Le douzième jour, le prince des fils de Nephthali, Akhira, fils d’Énan.
79 Zijn geschenk bestond uit een zilveren schotel van honderd dertig sikkels, en een zilveren schaal van zeventig sikkels volgens het heilig gewicht, beide gevuld met meelbloem, met olie aangemaakt, voor een spijsoffer;
Son offrande fut: un plat d’argent du poids de 130 [sicles], un bassin d’argent de 70 sicles, selon le sicle du sanctuaire, tous deux pleins de fleur de farine pétrie à l’huile, pour une offrande de gâteau;
80 uit een schaaltje van tien gouden sikkels gevuld met wierook;
une coupe d’or de dix [sicles], pleine d’encens;
81 uit een jongen stier, een ram, een eenjarig lam voor een brandoffer,
un jeune taureau, un bélier, un agneau âgé d’un an, pour l’holocauste;
82 een geitebok voor een zondeoffer,
un bouc, en sacrifice pour le péché;
83 en twee runderen, vijf rammen, vijf bokken, vijf eenjarige lammeren voor een vredeoffer. Dit was het geschenk van Achira, den zoon van Enan.
et, pour le sacrifice de prospérités, deux taureaux, cinq béliers, cinq boucs, cinq agneaux âgés d’un an. Telle fut l’offrande d’Akhira, fils d’Énan.
84 Dit was dus de wijdingsgave der aanvoerders van Israël voor het altaar op de dag, dat het gezalfd werd: twaalf zilveren schotels, twaalf zilveren schalen, twaalf gouden schaaltjes.
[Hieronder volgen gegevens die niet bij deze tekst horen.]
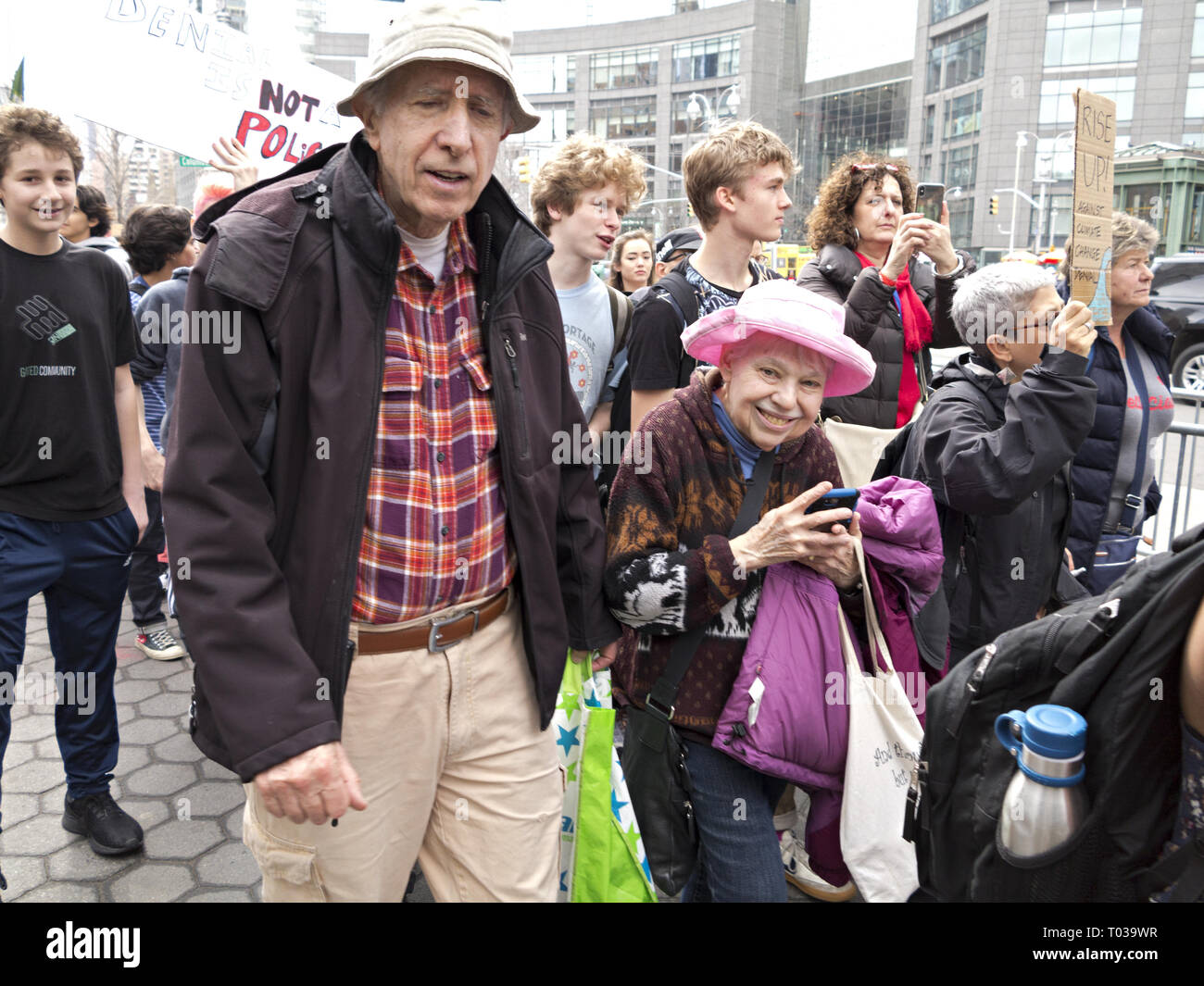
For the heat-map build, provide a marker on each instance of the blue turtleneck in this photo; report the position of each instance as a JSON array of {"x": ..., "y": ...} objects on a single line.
[{"x": 746, "y": 452}]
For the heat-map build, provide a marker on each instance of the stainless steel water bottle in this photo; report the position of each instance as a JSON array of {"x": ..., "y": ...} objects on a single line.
[{"x": 1046, "y": 802}]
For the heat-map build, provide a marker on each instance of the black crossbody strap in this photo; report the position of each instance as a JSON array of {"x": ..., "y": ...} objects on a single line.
[
  {"x": 1133, "y": 501},
  {"x": 663, "y": 693}
]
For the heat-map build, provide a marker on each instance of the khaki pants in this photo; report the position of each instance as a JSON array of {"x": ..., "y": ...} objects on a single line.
[{"x": 456, "y": 772}]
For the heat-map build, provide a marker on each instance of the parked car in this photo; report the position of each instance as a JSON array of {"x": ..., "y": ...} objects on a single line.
[{"x": 1178, "y": 296}]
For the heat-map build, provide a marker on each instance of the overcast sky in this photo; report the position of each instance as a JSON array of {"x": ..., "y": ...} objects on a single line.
[{"x": 341, "y": 16}]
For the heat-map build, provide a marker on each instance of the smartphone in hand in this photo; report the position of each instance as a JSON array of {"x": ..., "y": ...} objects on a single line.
[
  {"x": 834, "y": 500},
  {"x": 928, "y": 199}
]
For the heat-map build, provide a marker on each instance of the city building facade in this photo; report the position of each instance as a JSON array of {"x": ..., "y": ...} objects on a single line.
[
  {"x": 658, "y": 84},
  {"x": 992, "y": 104}
]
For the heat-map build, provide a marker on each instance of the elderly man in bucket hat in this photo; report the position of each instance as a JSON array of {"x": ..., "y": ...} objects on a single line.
[{"x": 385, "y": 564}]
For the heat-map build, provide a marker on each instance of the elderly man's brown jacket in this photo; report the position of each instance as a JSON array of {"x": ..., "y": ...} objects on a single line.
[{"x": 271, "y": 450}]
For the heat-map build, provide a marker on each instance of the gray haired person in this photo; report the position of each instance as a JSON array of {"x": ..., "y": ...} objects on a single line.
[{"x": 995, "y": 445}]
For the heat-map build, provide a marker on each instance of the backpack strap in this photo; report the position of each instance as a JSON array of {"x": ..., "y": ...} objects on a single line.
[
  {"x": 621, "y": 317},
  {"x": 1181, "y": 872},
  {"x": 1133, "y": 499},
  {"x": 679, "y": 293}
]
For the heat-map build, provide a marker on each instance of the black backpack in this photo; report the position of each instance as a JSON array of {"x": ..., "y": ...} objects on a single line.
[
  {"x": 1116, "y": 660},
  {"x": 681, "y": 295}
]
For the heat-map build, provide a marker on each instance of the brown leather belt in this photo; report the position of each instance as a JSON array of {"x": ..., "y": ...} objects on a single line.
[{"x": 436, "y": 634}]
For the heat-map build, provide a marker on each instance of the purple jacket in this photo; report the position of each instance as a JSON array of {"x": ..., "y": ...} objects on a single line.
[{"x": 787, "y": 714}]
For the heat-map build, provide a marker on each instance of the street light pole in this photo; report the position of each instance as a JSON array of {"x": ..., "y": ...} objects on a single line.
[{"x": 1022, "y": 143}]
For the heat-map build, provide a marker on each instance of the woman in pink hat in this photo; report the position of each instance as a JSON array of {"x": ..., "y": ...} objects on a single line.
[{"x": 672, "y": 568}]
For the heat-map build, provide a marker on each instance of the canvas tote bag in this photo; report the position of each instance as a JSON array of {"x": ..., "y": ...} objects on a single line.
[{"x": 884, "y": 746}]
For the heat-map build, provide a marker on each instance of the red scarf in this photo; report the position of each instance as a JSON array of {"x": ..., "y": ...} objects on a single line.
[{"x": 916, "y": 332}]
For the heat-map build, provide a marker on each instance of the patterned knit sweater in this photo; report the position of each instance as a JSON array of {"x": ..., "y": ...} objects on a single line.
[{"x": 670, "y": 566}]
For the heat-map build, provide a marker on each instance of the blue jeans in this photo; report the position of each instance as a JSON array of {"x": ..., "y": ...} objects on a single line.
[
  {"x": 738, "y": 856},
  {"x": 82, "y": 569}
]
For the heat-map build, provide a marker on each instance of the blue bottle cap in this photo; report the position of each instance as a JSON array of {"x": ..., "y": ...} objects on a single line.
[{"x": 1054, "y": 730}]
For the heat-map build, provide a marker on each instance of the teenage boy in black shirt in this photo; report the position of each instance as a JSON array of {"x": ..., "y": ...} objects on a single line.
[{"x": 71, "y": 504}]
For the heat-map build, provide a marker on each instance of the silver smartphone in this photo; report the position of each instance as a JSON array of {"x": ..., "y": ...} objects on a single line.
[{"x": 928, "y": 199}]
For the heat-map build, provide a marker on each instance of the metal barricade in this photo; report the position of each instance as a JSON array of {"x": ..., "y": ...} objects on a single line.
[{"x": 1176, "y": 513}]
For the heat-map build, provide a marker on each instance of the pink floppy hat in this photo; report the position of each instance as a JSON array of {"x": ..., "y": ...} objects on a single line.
[{"x": 782, "y": 308}]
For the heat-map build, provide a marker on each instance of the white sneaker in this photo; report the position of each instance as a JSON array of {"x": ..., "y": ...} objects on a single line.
[
  {"x": 798, "y": 872},
  {"x": 157, "y": 644}
]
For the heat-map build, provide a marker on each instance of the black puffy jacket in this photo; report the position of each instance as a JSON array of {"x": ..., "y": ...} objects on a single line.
[
  {"x": 997, "y": 460},
  {"x": 1095, "y": 466},
  {"x": 872, "y": 320}
]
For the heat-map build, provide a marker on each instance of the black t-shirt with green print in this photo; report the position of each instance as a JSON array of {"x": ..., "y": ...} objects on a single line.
[{"x": 65, "y": 325}]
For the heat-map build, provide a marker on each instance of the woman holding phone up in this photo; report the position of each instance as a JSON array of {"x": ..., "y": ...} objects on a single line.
[{"x": 867, "y": 233}]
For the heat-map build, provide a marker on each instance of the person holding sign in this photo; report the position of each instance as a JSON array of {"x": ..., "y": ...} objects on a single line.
[
  {"x": 357, "y": 489},
  {"x": 1112, "y": 472}
]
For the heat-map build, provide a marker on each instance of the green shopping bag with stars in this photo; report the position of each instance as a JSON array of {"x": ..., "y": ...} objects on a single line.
[{"x": 602, "y": 857}]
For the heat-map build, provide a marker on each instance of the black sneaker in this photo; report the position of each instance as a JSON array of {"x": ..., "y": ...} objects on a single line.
[
  {"x": 109, "y": 830},
  {"x": 157, "y": 644}
]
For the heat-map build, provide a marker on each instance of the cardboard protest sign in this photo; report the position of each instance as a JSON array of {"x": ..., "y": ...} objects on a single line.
[
  {"x": 1091, "y": 239},
  {"x": 181, "y": 80}
]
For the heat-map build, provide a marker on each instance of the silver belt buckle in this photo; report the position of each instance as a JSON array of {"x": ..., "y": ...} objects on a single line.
[{"x": 437, "y": 646}]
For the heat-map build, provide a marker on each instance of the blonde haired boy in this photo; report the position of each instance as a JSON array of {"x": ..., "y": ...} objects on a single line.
[{"x": 735, "y": 182}]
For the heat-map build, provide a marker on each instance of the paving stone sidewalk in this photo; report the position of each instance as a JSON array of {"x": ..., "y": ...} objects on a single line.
[{"x": 189, "y": 806}]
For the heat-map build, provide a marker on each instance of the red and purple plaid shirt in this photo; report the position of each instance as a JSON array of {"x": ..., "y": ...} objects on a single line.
[{"x": 434, "y": 531}]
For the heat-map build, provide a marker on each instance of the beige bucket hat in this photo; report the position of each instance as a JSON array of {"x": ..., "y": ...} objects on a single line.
[{"x": 469, "y": 31}]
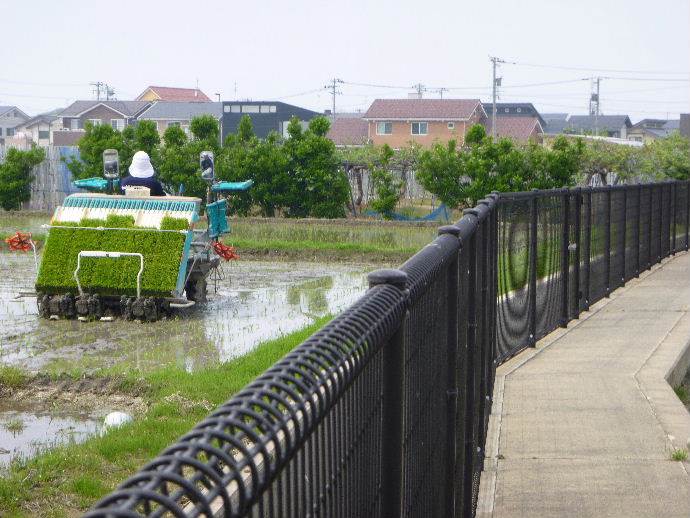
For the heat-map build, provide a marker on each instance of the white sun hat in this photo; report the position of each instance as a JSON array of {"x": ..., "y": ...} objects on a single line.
[{"x": 141, "y": 165}]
Telle fut, de la part des princes d’Israël, [l’offrande pour] la dédicace de l’autel, au jour où il fut oint: douze plats d’argent, douze bassins d’argent, douze coupes d’or;
85 Iedere schotel was honderd dertig zilveren sikkels waard, iedere schaal zeventig; al het zilver der vaten bedroeg vier en twintig honderd sikkels volgens het heilig gewicht.
chaque plat d’argent était de 130 [sicles], et chaque bassin de 70: tout l’argent des vases fut de 2 400 [sicles], selon le sicle du sanctuaire.
86 Twaalf gouden schaaltjes met wierook gevuld, ieder van tien gouden sikkels volgens het heilig gewicht, al het goud van die schaaltjes bedroeg honderd twintig gouden sikkels.
Douze coupes d’or, pleines d’encens, chacune de dix [sicles], selon le sicle du sanctuaire: tout l’or des coupes, de 120 [sicles].
87 Het rundvee voor het brandoffer bedroeg in het geheel twaalf jonge stieren, twaalf rammen, en twaalf eenjarige lammeren, met de daarbij horende spijsoffers. Voor het zondeoffer bedroeg het twaalf geitebokken.
Tout le bétail pour l’holocauste fut: douze taureaux, douze béliers, douze agneaux âgés d’un an, et leurs offrandes de gâteau; et douze boucs, en sacrifice pour le péché.
88 Het rundvee voor het vredeoffer bedroeg in het geheel vier en twintig stieren, zestig rammen, zestig bokken en zestig eenjarige lammeren. Dit was de wijdingsgave voor het altaar, nadat het gezalfd was.
Et tout le bétail pour le sacrifice de prospérités fut: 24 taureaux, 60 béliers, 60 boucs, 60 agneaux âgés d’un an. Telle fut [l’offrande pour] la dédicace de l’autel, après qu’il fut oint.
89 Wanneer Moses de openbaringstent binnentrad, om met Jahweh te spreken, hoorde hij de stem, die tot hem sprak, boven het verzoendeksel op de Verbondsark tussen de beide cherubs. Zo sprak Hij tot hem.
Et quand Moïse entrait dans la tente d’assignation pour parler avec Lui, il entendait la voix qui lui parlait de dessus le propitiatoire qui était sur l’arche du témoignage, d’entre les deux chérubins; et il Lui parlait.